The 98-page lawsuit filed Thursday in U.S. District Court in Minnesota claims that since at least 2009, pork companies exchanged "detailed, competitively sensitive and closed guarded non-public information about prices, capacity, sales volume and demand through their co-conspirator Agri Stats."
This information is contained in "benchmarking" reports that Agri Stats provides on a weekly and monthly basis to most pork producers. These reports allow companies to compare their profits and performance against their rivals. Agri Stats, however, provides detailed enough nonpublic information to allow companies to determine which data came from which producer, and according to the lawsuit, that's problematic.
"The purpose of these reports was not to provide better prices to consumers or to lower the costs of production," the lawsuit says. "Instead, the clear purpose was to improve the profitability of the co-conspirators. … Much of the information shared by Agri Stats and the co-conspirators was unnecessary to achieve any benefits for consumers. Exchanging individual company data (particularly current data on prices and costs) is not required to achieve major efficiencies."
Ball Park Franks, Hillshire Farm, Jennie-O, Jimmy Dean, Nathan's Famous, SaraLee and Spam are among the brands affected by the alleged price fixing. The lawsuit, which is seeking in excess of $5 million in damages, has a dozen plaintiffs. It seeks refunds for consumers who were overcharged for pork products such as ham, bacon, sausage and lunch meats.
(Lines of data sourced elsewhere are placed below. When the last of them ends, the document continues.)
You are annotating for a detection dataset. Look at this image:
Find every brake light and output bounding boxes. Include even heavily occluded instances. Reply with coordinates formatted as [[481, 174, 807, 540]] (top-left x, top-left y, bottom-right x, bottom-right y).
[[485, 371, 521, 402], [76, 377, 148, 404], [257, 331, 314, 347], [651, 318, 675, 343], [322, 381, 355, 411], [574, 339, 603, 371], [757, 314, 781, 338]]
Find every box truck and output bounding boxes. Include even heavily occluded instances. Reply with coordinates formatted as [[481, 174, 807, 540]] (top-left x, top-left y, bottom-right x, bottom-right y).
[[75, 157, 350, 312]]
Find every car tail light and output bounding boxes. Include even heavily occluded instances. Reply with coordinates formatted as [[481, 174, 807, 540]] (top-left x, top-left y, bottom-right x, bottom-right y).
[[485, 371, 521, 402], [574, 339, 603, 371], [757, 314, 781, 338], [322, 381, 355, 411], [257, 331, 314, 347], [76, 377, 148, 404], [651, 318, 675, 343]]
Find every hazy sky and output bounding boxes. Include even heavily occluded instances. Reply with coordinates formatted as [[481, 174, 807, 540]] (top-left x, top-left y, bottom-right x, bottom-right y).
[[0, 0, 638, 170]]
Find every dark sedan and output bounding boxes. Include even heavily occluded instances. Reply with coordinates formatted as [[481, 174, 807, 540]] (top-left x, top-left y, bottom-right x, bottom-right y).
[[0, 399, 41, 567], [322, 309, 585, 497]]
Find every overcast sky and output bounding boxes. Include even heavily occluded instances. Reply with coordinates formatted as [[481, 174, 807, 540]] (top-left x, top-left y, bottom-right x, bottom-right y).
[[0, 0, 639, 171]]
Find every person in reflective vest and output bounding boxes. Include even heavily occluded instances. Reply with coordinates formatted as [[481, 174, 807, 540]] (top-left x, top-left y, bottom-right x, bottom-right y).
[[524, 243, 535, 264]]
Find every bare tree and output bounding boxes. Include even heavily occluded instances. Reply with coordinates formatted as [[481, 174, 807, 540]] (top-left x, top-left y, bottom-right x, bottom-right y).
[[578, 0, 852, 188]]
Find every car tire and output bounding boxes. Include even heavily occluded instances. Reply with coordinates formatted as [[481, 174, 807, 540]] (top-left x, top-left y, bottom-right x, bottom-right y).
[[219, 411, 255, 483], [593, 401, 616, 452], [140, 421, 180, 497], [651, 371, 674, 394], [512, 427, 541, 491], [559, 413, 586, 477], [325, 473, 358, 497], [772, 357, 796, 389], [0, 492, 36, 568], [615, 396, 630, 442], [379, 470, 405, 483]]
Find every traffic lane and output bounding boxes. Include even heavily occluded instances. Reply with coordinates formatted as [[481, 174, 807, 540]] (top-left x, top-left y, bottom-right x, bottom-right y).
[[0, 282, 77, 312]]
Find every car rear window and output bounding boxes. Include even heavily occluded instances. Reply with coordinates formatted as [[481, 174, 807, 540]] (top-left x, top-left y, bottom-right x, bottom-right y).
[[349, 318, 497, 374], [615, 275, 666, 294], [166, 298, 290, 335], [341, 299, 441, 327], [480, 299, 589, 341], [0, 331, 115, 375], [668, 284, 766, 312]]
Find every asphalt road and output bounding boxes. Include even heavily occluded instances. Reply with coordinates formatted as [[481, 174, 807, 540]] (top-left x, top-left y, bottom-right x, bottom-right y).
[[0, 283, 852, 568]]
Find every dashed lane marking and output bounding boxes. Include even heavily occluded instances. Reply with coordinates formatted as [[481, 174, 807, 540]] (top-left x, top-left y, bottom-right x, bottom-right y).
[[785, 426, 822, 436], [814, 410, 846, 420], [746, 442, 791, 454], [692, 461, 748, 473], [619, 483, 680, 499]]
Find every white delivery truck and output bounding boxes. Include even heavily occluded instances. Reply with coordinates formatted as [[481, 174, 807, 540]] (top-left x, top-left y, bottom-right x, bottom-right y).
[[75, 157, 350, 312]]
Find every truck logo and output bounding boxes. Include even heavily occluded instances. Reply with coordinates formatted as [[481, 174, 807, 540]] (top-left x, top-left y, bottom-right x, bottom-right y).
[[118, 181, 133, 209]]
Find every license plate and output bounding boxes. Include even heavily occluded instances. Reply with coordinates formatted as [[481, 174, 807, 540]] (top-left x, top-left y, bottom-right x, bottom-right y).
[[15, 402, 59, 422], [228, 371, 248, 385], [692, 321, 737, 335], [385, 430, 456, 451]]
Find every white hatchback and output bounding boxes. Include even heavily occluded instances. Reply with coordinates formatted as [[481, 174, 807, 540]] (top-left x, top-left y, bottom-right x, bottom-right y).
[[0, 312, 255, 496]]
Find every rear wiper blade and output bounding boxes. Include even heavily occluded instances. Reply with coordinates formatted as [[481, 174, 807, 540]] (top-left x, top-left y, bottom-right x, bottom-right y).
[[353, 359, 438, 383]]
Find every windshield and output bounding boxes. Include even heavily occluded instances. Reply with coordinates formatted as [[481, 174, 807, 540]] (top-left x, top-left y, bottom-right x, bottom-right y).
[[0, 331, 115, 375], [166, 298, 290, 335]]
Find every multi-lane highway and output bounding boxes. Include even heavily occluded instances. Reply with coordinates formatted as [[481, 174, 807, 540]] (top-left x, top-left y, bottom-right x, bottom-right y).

One reason the alleged price-fixing was so successful for so long is the concentration in the pork market. As the lawsuit notes, the top four pork processors increased their market share from 34 percent in 1988 to about 70 percent in 2015. High costs to enter the market also keeps out new competitors, the filing says.
Pork prices showed "abnormal" price movement that coincided with the start of the conspiracy, according to the suit. Average annual prices for the hog market were at or below $50 every year between 1998 and 2009 before surging to $76.30 in 2015, an increase of more than 50 percent.
"Hardworking families across the nation strive to put food on the table, but little do they know, the game is rigged from the beginning: the largest food companies are secretly ensuring their dollar doesn't go as far at the supermarket as it should," said Steve Berman, managing partner of law firm Hagens Berman, in a press release. "We're seeking to hold Tyson, Hormel, and others accountable for this nearly decade-long scheme to hog their share of profits."
Hormel, the corporate parent of Spam, has vowed to fight the suit, which it says is "completely without merit." Officials from Tyson and Smithfield couldn't immediately be reached for comment. An employee at Agri Stats, which is also at the center of a chicken price-fixing suit filed earlier this year, said it would have no comment on the current case. The chicken lawsuit was filed by the same law firm that brought the legal action against the pork industry.